API and Architecture

GPU Pinning

  • Uses a driver application like MPI Run
  • Each horovod worker affinitize themselves to a specific GPU
  • No of workers = No of GPUs to prevent any contention in terms of resource consumption

State Synchronization

  • All model replicas on all workers should have same parameters at any given point in time.
  • API call available to synchronize all workers at start of training

callbacks = [hvd.callbacks.BroadcastGlobalVariablesCallback(0)]

Learning Rate Scaling

  • Data parallel means bigger batch size
    • Total batch size = local batch size x N
  • Learning rate should also be scaled up
    • $$ LR_N = LR_1 \times N $$
  • APIs available for smooth learning rate warm up and decay
    • opt = keras.optimizers.Adadelta(lr=0.01 * hvd.size())
    • opt = hvd.DistributedoOptimizer(opt)

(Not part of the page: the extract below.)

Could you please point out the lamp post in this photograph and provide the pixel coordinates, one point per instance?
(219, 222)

Distributed training can be accomplished with some minor augmentations to existing Keras script

Horovod Architecture

  • Custom operations are implemented for each supported framework
  • When you install Horovod, C++ code linked against native libraries are compiled
  • When a framework gets an operation like ‘allreduce’ , it is submitted to a queue internally within Horovod
  • Control plane checks the queue and performs a negotiation step to figure out which workers have which tensors ready, given frameworks like TF are asynchronous
  • Tensors are then fused together into a single buffer
  • An arbitrarily chosen worker broadcasts lists of operations to other workers and submits to Data plane
  • A simple memcopy is done to the fusion buffer.
  • It is scaled to prevent underflow and overflow
  • All-reduce algorithm is then run.
  • Optimizations have been added to the Negotiate,Broadcast and allreduce steps

Horovod on Spark

## Warning: package 'knitr' was built under R version 4.0.5
A Typical Deep Learning pipeline

Figure 1: A Typical Deep Learning pipeline

  • End to End Training in Spark was one of the first integrations
  • Horovod available on Spark for doing distributed deep learning :
  • Horovod spark estimators allow you to define define a spark ml pipeline where model fitting using keras is one of several pre-processing/post-processing steps
from tensorflow import keras
import tensorflow as tf
import horovod.spark.keras as hvd

model = keras.models.Sequential()
optimizer = keras.optimizers.SGD(lr=0.1)
loss = 'binary_crossentropy'

keras_estimator = hvd.KerasEstimator(model,optimizer,loss)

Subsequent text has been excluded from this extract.